「プラットフォーム型」で提供される機械学習サービス
プラットフォーム型は、機械学習による分析を行う環境を提供する形態です。機械学習による分析環境のみを提供しているものから、ビジュアライズ分析やレポーティングと合わせた環境を提供しているものがあります。PaaS(Platform as a Service)として提供されている環境を利用すれば、専用の物理サーバーを用意する必要がありません。
機械学習というテクノロジーに注目が集まるにつれて、機械学習を組み込んだサービスを開発・提供するための環境も求められるようになりました。
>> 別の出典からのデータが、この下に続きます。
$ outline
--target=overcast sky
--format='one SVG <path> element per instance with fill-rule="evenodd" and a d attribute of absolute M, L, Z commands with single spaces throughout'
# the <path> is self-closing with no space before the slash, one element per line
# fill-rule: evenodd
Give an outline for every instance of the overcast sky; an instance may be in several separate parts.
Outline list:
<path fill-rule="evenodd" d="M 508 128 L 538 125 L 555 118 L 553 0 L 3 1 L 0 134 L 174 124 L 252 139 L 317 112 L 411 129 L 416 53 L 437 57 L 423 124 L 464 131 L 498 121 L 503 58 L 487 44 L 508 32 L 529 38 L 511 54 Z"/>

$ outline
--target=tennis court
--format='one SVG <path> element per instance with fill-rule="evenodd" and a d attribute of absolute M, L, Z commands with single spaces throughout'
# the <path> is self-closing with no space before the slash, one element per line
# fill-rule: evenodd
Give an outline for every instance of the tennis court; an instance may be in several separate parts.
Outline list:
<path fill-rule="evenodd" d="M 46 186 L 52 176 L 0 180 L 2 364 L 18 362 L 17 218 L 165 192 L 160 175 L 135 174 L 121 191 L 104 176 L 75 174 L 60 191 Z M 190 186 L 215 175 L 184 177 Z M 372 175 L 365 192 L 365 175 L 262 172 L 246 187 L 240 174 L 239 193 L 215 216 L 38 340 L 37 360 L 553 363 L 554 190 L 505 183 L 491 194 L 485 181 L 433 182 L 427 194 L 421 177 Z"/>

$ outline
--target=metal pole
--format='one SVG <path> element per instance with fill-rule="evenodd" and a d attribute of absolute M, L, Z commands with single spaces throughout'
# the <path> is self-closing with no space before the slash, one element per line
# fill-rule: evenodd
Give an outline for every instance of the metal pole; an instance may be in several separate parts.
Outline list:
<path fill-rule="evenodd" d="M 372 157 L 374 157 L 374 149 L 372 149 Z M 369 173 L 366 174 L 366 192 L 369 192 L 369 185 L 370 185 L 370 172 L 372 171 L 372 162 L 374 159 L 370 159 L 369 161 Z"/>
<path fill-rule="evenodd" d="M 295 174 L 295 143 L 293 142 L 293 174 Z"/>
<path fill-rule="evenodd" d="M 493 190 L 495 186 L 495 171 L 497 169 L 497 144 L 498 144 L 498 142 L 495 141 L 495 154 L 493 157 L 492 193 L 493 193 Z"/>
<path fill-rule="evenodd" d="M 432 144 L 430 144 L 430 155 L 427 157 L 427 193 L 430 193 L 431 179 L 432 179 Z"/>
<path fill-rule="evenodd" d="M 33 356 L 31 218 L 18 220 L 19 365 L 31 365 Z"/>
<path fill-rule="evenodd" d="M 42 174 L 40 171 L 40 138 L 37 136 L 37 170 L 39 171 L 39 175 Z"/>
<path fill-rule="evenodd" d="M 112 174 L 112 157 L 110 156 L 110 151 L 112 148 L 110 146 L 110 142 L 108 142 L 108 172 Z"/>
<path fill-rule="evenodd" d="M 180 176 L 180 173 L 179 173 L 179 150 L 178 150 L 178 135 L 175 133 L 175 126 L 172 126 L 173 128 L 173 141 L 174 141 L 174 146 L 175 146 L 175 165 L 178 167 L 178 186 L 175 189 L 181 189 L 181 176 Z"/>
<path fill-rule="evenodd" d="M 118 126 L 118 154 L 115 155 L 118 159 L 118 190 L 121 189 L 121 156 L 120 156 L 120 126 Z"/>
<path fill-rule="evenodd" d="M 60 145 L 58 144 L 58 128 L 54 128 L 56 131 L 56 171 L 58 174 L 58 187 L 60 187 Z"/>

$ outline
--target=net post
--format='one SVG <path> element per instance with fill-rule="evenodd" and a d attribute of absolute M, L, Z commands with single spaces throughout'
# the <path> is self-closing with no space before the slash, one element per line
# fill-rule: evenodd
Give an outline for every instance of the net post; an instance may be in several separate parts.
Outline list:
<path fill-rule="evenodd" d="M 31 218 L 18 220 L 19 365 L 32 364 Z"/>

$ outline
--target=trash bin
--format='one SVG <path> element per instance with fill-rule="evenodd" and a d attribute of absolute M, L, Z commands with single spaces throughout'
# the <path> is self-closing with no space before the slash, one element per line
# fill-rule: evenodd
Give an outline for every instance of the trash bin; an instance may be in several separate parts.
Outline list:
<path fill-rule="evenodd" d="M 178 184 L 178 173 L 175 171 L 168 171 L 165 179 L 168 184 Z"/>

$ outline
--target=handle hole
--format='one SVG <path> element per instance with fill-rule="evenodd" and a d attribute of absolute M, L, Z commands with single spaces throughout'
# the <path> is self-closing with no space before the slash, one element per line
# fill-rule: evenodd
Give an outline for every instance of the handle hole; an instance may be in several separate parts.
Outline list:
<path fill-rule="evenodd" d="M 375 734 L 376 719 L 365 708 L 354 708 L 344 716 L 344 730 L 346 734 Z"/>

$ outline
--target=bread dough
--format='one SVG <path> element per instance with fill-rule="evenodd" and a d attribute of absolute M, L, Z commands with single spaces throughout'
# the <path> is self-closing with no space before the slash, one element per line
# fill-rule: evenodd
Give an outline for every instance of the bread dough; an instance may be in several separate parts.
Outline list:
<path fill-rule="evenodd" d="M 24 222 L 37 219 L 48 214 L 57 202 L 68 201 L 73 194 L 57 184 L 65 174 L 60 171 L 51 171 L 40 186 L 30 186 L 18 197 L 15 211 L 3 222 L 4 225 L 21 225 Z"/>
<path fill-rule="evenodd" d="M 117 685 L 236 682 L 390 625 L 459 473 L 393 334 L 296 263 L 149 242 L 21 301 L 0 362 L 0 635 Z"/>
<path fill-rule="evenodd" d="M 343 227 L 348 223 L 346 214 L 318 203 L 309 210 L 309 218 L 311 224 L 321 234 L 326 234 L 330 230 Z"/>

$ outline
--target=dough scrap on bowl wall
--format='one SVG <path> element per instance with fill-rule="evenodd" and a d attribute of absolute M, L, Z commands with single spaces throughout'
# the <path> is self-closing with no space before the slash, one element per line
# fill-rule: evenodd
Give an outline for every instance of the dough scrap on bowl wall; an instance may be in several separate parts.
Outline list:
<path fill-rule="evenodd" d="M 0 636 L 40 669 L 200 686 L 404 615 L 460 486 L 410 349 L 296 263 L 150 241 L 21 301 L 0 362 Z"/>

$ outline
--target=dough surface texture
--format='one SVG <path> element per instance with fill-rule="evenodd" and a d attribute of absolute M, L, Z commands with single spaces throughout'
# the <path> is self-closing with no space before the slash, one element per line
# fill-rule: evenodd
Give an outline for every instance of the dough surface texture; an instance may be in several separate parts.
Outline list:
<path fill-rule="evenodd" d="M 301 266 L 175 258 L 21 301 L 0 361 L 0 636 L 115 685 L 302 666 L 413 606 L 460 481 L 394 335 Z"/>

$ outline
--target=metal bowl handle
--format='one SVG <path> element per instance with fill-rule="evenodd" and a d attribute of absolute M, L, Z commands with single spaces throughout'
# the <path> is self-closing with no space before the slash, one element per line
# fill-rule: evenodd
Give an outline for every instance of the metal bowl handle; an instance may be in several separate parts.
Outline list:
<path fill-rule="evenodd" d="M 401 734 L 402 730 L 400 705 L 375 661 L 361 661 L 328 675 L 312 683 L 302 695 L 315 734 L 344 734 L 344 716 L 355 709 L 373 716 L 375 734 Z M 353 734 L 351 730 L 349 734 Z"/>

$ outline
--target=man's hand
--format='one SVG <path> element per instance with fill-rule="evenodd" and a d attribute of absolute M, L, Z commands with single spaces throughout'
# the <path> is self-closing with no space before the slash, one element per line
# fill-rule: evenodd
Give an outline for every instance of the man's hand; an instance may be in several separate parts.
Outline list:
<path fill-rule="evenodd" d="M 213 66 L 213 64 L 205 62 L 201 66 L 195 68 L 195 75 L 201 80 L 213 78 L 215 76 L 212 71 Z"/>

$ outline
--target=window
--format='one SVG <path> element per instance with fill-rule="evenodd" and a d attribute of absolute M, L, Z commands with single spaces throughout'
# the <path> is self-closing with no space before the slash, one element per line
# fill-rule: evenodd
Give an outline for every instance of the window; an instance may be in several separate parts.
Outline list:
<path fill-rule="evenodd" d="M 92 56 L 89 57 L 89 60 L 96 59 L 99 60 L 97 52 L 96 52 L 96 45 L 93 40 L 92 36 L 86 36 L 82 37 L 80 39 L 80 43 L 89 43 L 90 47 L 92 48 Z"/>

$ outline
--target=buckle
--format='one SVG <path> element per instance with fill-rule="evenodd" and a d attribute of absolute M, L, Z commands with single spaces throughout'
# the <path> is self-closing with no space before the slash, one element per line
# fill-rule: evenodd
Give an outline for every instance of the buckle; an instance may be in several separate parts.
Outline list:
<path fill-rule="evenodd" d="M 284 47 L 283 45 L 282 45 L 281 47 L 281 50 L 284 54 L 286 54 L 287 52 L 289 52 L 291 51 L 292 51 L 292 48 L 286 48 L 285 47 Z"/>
ただし、機械学習を行う場合には「ビジネススキル」「分析スキル」「ITスキル」という3つのスペシャリティが必要です。そのため、これまでは機械学習を行いたくともチャレンジできるレベルの人材を集められず、プロジェクト化できなかったケースが少なくありませんでした。
しかし、プラットフォーム型の機械学習サービスが提供されてきたことによって、「分析スキル」や「ITスキル」で求められるハードルが大幅に下がったと感じています。
プラットフォーム型のメリット
プラットフォーム型で提供される機械学習サービスは、機械学習を行うに当たって必要なスキルを低減してくれます。
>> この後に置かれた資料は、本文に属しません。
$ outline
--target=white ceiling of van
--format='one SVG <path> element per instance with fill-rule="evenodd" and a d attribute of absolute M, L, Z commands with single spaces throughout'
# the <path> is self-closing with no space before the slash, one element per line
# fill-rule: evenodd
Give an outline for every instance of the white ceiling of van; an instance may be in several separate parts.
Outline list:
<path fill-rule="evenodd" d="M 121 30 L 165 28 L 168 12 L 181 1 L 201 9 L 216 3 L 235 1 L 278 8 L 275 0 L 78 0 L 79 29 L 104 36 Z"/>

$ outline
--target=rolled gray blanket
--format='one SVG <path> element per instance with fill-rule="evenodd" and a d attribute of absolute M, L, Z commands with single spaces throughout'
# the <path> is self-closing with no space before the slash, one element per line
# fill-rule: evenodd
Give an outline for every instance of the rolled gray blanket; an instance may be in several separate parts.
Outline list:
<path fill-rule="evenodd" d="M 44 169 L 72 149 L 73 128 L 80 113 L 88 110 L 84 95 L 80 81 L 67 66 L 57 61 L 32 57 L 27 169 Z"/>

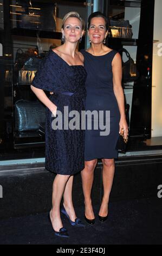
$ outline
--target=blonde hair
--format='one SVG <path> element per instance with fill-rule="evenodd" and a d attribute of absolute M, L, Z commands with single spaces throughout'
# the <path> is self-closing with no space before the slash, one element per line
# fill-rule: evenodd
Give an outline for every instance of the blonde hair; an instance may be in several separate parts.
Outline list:
<path fill-rule="evenodd" d="M 81 16 L 78 13 L 75 11 L 71 11 L 70 13 L 68 13 L 65 15 L 63 19 L 62 25 L 62 28 L 64 29 L 64 25 L 65 22 L 66 22 L 67 20 L 69 18 L 77 18 L 78 19 L 82 24 L 82 30 L 85 30 L 85 22 Z"/>

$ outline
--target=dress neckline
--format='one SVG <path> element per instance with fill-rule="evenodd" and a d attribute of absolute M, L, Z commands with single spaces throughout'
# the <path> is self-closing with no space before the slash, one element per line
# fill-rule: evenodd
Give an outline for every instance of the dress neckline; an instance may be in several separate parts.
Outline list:
<path fill-rule="evenodd" d="M 90 52 L 87 52 L 87 51 L 86 51 L 86 50 L 85 50 L 85 51 L 86 52 L 87 52 L 87 53 L 88 53 L 89 54 L 91 55 L 91 56 L 93 56 L 93 57 L 103 57 L 103 56 L 106 56 L 106 55 L 108 55 L 108 54 L 109 54 L 111 52 L 114 51 L 114 50 L 112 50 L 112 51 L 110 51 L 109 52 L 108 52 L 107 53 L 106 53 L 106 54 L 95 56 L 95 55 L 93 55 L 92 53 L 90 53 Z"/>
<path fill-rule="evenodd" d="M 56 55 L 60 59 L 62 59 L 62 60 L 68 66 L 82 66 L 84 68 L 83 65 L 69 65 L 66 61 L 65 61 L 61 57 L 59 56 L 55 52 L 54 52 L 52 49 L 51 49 L 51 51 L 53 52 L 55 55 Z"/>

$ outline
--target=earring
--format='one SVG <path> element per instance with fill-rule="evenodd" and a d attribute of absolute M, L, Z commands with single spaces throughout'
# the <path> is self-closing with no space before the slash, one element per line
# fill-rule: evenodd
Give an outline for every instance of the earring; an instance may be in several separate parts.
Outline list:
<path fill-rule="evenodd" d="M 79 42 L 81 42 L 82 40 L 82 36 L 81 36 L 79 40 Z"/>
<path fill-rule="evenodd" d="M 62 34 L 61 41 L 62 42 L 64 42 L 64 40 L 65 40 L 65 36 L 64 34 Z"/>

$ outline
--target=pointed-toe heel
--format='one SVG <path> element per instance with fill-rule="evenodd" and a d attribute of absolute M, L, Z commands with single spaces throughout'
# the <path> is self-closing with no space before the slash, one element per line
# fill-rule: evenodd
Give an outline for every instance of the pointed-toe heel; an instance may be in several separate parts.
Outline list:
<path fill-rule="evenodd" d="M 71 220 L 70 219 L 70 217 L 69 217 L 69 215 L 67 213 L 66 210 L 65 210 L 64 207 L 63 205 L 62 206 L 62 207 L 61 209 L 61 212 L 62 212 L 63 214 L 64 214 L 64 215 L 65 215 L 68 218 L 68 219 L 69 221 L 69 222 L 70 222 L 70 224 L 72 226 L 73 226 L 73 227 L 81 227 L 81 228 L 85 228 L 86 227 L 85 225 L 84 225 L 82 223 L 81 220 L 79 218 L 76 218 L 75 222 L 71 221 Z"/>
<path fill-rule="evenodd" d="M 88 218 L 86 218 L 86 215 L 85 215 L 85 219 L 86 222 L 90 225 L 93 225 L 95 224 L 95 218 L 93 220 L 88 220 Z"/>
<path fill-rule="evenodd" d="M 60 231 L 59 232 L 57 232 L 56 231 L 55 231 L 54 229 L 53 229 L 53 225 L 52 225 L 52 222 L 51 221 L 51 218 L 50 218 L 50 213 L 48 214 L 48 218 L 49 220 L 49 221 L 50 223 L 50 224 L 52 226 L 52 228 L 53 228 L 53 230 L 54 230 L 54 234 L 57 236 L 59 236 L 60 237 L 64 237 L 64 238 L 69 238 L 69 235 L 68 233 L 68 231 L 67 230 L 64 228 L 60 228 Z"/>
<path fill-rule="evenodd" d="M 106 217 L 101 217 L 99 215 L 99 218 L 100 222 L 105 222 L 108 219 L 108 215 Z"/>

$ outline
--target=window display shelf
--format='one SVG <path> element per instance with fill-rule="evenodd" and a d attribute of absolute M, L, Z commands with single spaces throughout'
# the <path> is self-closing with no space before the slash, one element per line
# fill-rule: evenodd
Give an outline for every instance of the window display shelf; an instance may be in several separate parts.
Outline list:
<path fill-rule="evenodd" d="M 27 29 L 24 28 L 13 28 L 11 31 L 12 35 L 30 36 L 36 38 L 38 34 L 40 38 L 51 39 L 61 39 L 62 33 L 55 32 L 42 31 L 40 30 Z"/>
<path fill-rule="evenodd" d="M 123 46 L 137 46 L 138 43 L 138 39 L 120 38 L 108 38 L 108 43 L 114 44 L 120 43 Z"/>

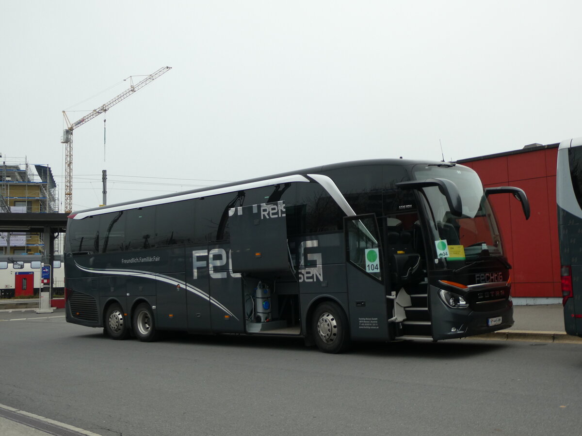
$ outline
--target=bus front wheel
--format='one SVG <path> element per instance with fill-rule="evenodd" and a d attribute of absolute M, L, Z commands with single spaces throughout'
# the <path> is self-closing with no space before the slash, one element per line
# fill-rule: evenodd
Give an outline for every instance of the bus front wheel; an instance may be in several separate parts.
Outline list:
<path fill-rule="evenodd" d="M 133 333 L 136 337 L 144 342 L 151 342 L 157 337 L 154 313 L 150 305 L 141 303 L 133 312 L 132 317 L 133 323 Z"/>
<path fill-rule="evenodd" d="M 347 318 L 335 303 L 322 303 L 313 313 L 311 324 L 313 339 L 324 353 L 340 353 L 350 345 Z"/>
<path fill-rule="evenodd" d="M 123 309 L 118 303 L 113 303 L 105 312 L 105 331 L 112 339 L 126 339 L 129 336 L 129 326 Z"/>

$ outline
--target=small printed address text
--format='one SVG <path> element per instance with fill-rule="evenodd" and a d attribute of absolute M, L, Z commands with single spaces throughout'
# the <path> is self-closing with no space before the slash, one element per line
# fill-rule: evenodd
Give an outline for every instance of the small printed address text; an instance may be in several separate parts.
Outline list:
<path fill-rule="evenodd" d="M 122 263 L 142 263 L 143 262 L 159 262 L 159 256 L 148 256 L 146 258 L 132 258 L 131 259 L 121 259 Z"/>
<path fill-rule="evenodd" d="M 358 318 L 360 328 L 379 328 L 378 318 Z"/>

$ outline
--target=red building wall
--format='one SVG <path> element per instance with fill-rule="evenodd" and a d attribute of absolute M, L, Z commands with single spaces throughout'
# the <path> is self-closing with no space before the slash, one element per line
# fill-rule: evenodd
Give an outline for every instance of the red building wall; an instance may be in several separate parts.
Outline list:
<path fill-rule="evenodd" d="M 515 186 L 531 208 L 525 220 L 521 203 L 510 194 L 489 197 L 508 260 L 513 266 L 515 297 L 561 297 L 556 209 L 558 145 L 459 160 L 479 174 L 485 187 Z"/>

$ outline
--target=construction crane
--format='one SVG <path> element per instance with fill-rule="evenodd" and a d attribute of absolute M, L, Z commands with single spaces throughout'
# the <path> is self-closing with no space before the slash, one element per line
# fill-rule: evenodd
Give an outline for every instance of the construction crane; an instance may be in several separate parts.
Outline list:
<path fill-rule="evenodd" d="M 155 80 L 164 73 L 167 73 L 172 69 L 172 67 L 162 67 L 155 73 L 152 73 L 146 77 L 141 81 L 132 85 L 129 89 L 126 90 L 116 97 L 112 98 L 104 105 L 100 106 L 96 109 L 88 113 L 82 118 L 79 119 L 74 123 L 69 121 L 69 117 L 67 116 L 66 112 L 63 111 L 63 116 L 65 117 L 65 122 L 66 123 L 67 128 L 63 131 L 63 137 L 61 139 L 61 143 L 65 145 L 65 212 L 66 213 L 70 213 L 73 210 L 73 131 L 83 126 L 87 121 L 91 121 L 96 116 L 105 113 L 112 107 L 118 103 L 123 100 L 136 91 L 143 88 L 150 82 Z M 131 76 L 130 76 L 131 79 Z"/>

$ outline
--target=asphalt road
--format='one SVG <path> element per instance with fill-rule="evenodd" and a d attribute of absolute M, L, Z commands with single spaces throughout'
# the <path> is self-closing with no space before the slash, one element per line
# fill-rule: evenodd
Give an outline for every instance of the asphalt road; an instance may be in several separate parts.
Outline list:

分析スキルに関しては、過去には機械学習のアルゴリズムを一から理解する必要がありましたが、そのパラメータとして何が必要なのか、どんなデータを分析できるのかナビゲートしてくれるものがあります。また、機械学習で作成したモデルのテストを自動化し、テスト結果を比較するための指標をわかりやすく表示してくれます。
ITスキルに関しても、大量データのロードや変換を行うための手順を簡単化しているものや、PaaSとして提供されているものであれば、運用の大部分をクラウド側に任せることができます。さらに、ユーザーが学習モデルを作成するため、組み込み型のように限られた業務ではなく、環境が許す範囲でさまざまな業務に合わせて機械学習を利用することができます。
プラットフォーム型のデメリット
デメリットとしては、プラットフォーム型はそれぞれに特徴があるため、特定のツールに頼りすぎてしまうと、それ以外のツールを使うときにノウハウを活かせない場合があります。アルゴリズムのチューニングを自動化し、モデルのテストを自動化しているサービスがありますが、中でどんなことが行われているか、ある程度理解していないと、そのプラットフォームにロックインされる危険があります。
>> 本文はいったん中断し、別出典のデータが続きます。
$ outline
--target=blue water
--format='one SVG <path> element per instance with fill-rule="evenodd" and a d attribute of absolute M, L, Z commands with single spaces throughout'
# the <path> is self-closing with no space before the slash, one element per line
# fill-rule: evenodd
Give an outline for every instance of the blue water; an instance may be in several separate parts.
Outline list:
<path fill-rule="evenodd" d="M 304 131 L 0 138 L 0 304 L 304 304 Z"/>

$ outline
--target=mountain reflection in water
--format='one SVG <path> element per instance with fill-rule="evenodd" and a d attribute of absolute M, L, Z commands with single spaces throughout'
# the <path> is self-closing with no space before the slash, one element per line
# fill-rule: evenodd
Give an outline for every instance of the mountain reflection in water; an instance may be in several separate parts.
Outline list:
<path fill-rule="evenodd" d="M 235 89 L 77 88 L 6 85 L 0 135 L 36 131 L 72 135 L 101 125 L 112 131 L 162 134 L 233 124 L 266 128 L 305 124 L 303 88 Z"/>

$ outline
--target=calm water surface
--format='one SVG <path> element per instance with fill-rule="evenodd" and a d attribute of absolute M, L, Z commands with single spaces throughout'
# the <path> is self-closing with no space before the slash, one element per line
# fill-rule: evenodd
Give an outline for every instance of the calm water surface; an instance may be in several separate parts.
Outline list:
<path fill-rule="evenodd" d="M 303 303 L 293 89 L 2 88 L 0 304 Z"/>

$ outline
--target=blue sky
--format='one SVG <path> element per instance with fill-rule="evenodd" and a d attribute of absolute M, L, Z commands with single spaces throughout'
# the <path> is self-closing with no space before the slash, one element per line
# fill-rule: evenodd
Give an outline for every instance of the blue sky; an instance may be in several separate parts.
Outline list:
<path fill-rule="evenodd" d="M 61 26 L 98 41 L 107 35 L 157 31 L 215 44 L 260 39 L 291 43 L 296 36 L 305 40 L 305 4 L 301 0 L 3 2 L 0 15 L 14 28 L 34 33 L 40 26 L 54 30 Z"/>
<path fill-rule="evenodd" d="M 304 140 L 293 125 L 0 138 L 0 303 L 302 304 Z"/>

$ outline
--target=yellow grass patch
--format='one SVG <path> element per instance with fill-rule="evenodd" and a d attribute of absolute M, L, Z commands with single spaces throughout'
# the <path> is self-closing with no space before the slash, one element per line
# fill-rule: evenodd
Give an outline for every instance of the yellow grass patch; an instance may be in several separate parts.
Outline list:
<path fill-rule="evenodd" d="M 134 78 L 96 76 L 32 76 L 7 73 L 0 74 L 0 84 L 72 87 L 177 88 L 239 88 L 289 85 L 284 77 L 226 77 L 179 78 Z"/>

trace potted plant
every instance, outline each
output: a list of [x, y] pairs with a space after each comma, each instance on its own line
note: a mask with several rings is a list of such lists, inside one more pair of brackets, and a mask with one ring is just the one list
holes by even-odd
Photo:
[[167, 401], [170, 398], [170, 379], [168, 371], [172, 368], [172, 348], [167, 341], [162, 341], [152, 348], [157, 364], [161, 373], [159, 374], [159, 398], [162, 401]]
また、あくまでプラットフォームのため、アプリケーションへ機械学習機能を組み込む際には、そのための工数が発生します。
まとめ:自由度と制約、用途の見定めが肝心
プラットフォーム型は組み込み型に比べると応用範囲は広く、PaaSとして提供されていれば運用の大部分をクラウド側に任せられますが、その環境が扱える範囲のデータ量や種類、提供しているアルゴリズムの種類に制約があるのが普通です。自由度、利用の容易さと制約とのトレードオフを見極める必要があります。
また、どのような業務にどんなイメージで機械学習を使っていきたいのかを考えるのはユーザーの役目です。利用可能なデータ量やアルゴリズムが十分かどうかは、サービス選定のポイントになります。また、実際に手を動かす人は限られるので、その方のレベルにあった操作性を提供していることもポイントになります。